Everywhere you look in the marketplace there is revolution and disintegration. Few marketing organizations have successfully navigated through the disruptive forces of globalization and commoditization. Wave after wave of technological innovation comes upon us more rapidly, engulfing us, confusing us more profoundly. There are two fundamental realities marketers face in this brave new world:

-  Ideas are now more valuable than process
-  Move up the value chain or be cast aside

Through all this creative destruction the dead wood is being cleared from the system, making way for more innovative players to take hold and prosper. Many once beloved and dominant brands have surrendered their leadership position to scrappy startups who offer more. Amazingly, the rules of the game change in real time even as we all play along. Improvisation, once shunned by corporate organizations, is now considered an essential strategic business skill.
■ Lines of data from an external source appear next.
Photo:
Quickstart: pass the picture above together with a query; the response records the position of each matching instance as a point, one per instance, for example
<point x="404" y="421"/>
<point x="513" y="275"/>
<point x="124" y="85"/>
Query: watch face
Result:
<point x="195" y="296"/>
Yet, through all this disruption and confusion, it's an exciting time full of opportunity for those big thinkers and dreamers who view it as such. If you're a marketing executive charged with defining the perception of competitive advantage for your brands, the implications of this disruptive age are of significant importance to your own future.

Creating relevant and differentiated value for people is less and less derived from the attributes of product features and benefits, and more from the quality of the experience customers have through their association and engagement with your brand.

A focused fanaticism to create enormous value.

Design, in all its disciplines (product, process, environment and communication) is a strategic business imperative. For the entire enterprise to receive its benefit in the marketplace, design is the differentiator not a decorative act.

Design and the process of "design thinking" has added billions of dollars worth of market capitalization to those enterprises that understand its significant power and higher purpose to engage and delight customers in ways never before possible. In every leading company, design has become the soul of enterprise strategy.

You don't have to look very far to see brands that apply this principle with phenomenal results–Apple, Nike, Starbucks, Google, Patagonia, BMW, Herman Miller, Target, Gillette, Virgin – every one of these enterprises are absolute fanatics about design and its importance to their business strategy.

Whatever the product or service enterprise, you'll find design fanatics at the very top of leading organizations–fanatics who value design as the driver of competitive advantage.

Design leaders are not bound by the restrictions of the competitive plane (think cost and commoditization), when they are free to grow and expand by leveraging the love (think passion and devotion) customers have for their offerings.

Bake your marketing into big dreams.

These days, the stakes grow ever higher for marketers. Nothing is more destructive to success than clawing your way to the middle, to the common, to the good enough. It takes big, uncommon dreams to design beloved products, design beautiful environments and design rich customer experiences people love.

The biggest dreamers of all are designers and design thinkers. It's their inherent nature to dream. In many ways, marketers ought to think more like designers and dream the seeds of a bigger, brighter future regardless of the naysayer and quantitative non-believers.

Dreams require imagination. Market leaders always have big dreams. Design lights their way forward. The idea economy is especially kind to the dreamers who utilize the discipline of design as an inspiration force for manifesting much loved customer experiences into the real-life marketplace.

The functionality or usefulness of a thing is not enough to create devotion to it. The current battle in the smart phone category and the demise of the original category leader proves the point. Nowadays everything "works"! Everything is good!

It's far better to place resources on designing excitement, surprise, delight, passion and uniqueness. Think about, and create beauty. Forget product and service attributes, instead, design experiences people love and share. Bake your marketing into your big dream.

Make your next product innovation an opportunity to design an experience that people can't live without. Dream big. Never let the metrics of short-term demands weaken the resolve of a big dream still in the "goo" of creation. Creativity is a process not an event. There is no more room in the marketplace for me-too anything– dream dramatically different!